Did the Finns have aluminum screw caps in 1939?

score:48

Accepted answer

Or is this photo from a modern re-enactment of some sort? The archive this is from is supposed to be photos from that war. Are there other things in this photo (button? carabiner?) that mark it as more recent?

The source of that photo is the photo archive of the Finnish Defense Forces. The location is unknown ("tuntematon"), but they give the date as March 8, 1940.

There is a second photo which includes a satchel charge, explosives wrapped around a stick grenade.

enter image description here


...the breakaway metal ring is still on the neck of the bottle

OP Comment.

Good eye!

Many Molotov Cocktails are improvised. That one was made at the bottling plant! And yes, the cap is aluminum.

Korkki oli alun perin alumiininen sinettikapseli ja myöhemmin bakeliittia, tiiviste korkkia tai vahattua pahvia.

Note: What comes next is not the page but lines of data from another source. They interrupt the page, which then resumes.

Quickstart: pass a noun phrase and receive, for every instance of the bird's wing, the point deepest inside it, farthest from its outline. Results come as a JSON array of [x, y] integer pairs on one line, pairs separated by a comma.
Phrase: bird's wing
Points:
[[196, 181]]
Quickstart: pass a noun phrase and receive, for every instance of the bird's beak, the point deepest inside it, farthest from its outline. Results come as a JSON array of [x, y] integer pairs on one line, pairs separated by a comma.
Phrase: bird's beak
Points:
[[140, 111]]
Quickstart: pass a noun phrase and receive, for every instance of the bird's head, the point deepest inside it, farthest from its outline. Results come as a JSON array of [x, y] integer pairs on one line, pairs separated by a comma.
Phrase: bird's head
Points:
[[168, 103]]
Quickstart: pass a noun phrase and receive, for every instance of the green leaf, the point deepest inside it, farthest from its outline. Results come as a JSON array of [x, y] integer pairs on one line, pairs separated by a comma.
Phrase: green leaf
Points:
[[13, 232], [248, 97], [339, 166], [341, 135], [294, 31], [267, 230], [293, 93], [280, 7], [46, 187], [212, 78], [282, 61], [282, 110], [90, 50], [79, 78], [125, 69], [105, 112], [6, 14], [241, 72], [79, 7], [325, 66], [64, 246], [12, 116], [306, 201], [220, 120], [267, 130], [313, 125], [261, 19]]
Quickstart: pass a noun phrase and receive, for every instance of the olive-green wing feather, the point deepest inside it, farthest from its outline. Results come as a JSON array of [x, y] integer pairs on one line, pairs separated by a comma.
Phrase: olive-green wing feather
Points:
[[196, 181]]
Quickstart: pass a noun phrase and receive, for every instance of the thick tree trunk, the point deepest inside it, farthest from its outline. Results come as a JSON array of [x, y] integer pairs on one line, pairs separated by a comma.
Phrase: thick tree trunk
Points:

Sotahistoriallinen aikakauskirja 24, p134

The cap was originally an aluminum seal capsule and later Bakelite, seal cap or waxed cardboard.

Google translate

During the Winter War, Finland was so short of anti-tank weaponry that they began mass producing Molotov Cocktails. Various bottling plants, and eventually the state-owned alcohol monopoly stepped in to manufacture them.

In Sotahistoriallinen aikakauskirja 24, Keijo Heinonen writes in Who Invented The Molotov Cocktail?...

The bottle itself had been the half-litre vodka bottle used by Alko (the state alcohol monopoly) in 1934. A mixture of petrol and paraffin was chosen as the inflammable liquid, to which was added a small amount of tar. As a fuze, two ‘storm matches’, about 12 cm long, were attached to the sides of the bottle by two insulation tapes; the ties were further strengthened by wire.

The memoirs of Juho Niuk- kanen, minister of defence during the Winter War, give a lively descrip­tion of how, having heard that it was technically possible, he directly ordered Alko to fill explosive bottles in its factories ‘until 40,000 bott­les have been sent to the front’.

Alko took its task seriously. The initial contract for 40,000 had been de­ livered in the course of a few weeks. Deliveries continued throughout the Winter War so that by spring 1940 Alko had produced a total of 542,104 explosive bottles, some being ‘match’ bottles and others the so-called A bottles, in which an ignition ampoule was fitted inside the bottle.

Unlike the homemade "rag in a bottle of gasoline" versions, these were safer and more effective. You'd light the matches, throw the bottle, it would shatter on the target covering it in a sticky flammable mess which the lit matches would ignite.

enter image description here

An original Molotov Cocktail at the Rajamäki distillery

Upvote:11

The factory museum Rajamäen Ryyppi would be the place for first hand information about the adoption of metal screw caps. Their video about Molotov c**ktails has photos of the production line and crates of the product.

Amusingly a search of Finnish National Library Archives produced a newspaper article from 1938 concerning the theft of ALKO screw caps and their use in fraud. It mentions the caps were stolen from a shipping consignment, suggesting they were sourced from abroad.

Upvote:19

It seems that wine screwcaps didn't take off until after the war per Wikipedia, but they were more common on other bottle types from the 1920s onwards, per this article:

The higher levels of precision attainable with automatic bottle machines and the adoption of industry-wide standards for external thread finishes and metal screw cap closures between 1919 and 1924 spelled the end of cork as the dominant closure type (Lief 1965). Externally threaded bottles probably dominated the market by the late 1920s with cork sealed bottles becoming increasing more uncommon after that date with the exception of wine bottles, many liquor bottles, and bottles sealed with the revolutionary crown caps (Lief 1965).

Hard to be sure but I don't think the one in the photo is wine-bottle sized - maybe a bit smaller? - and so perhaps would be more likely to be a screw-capped type.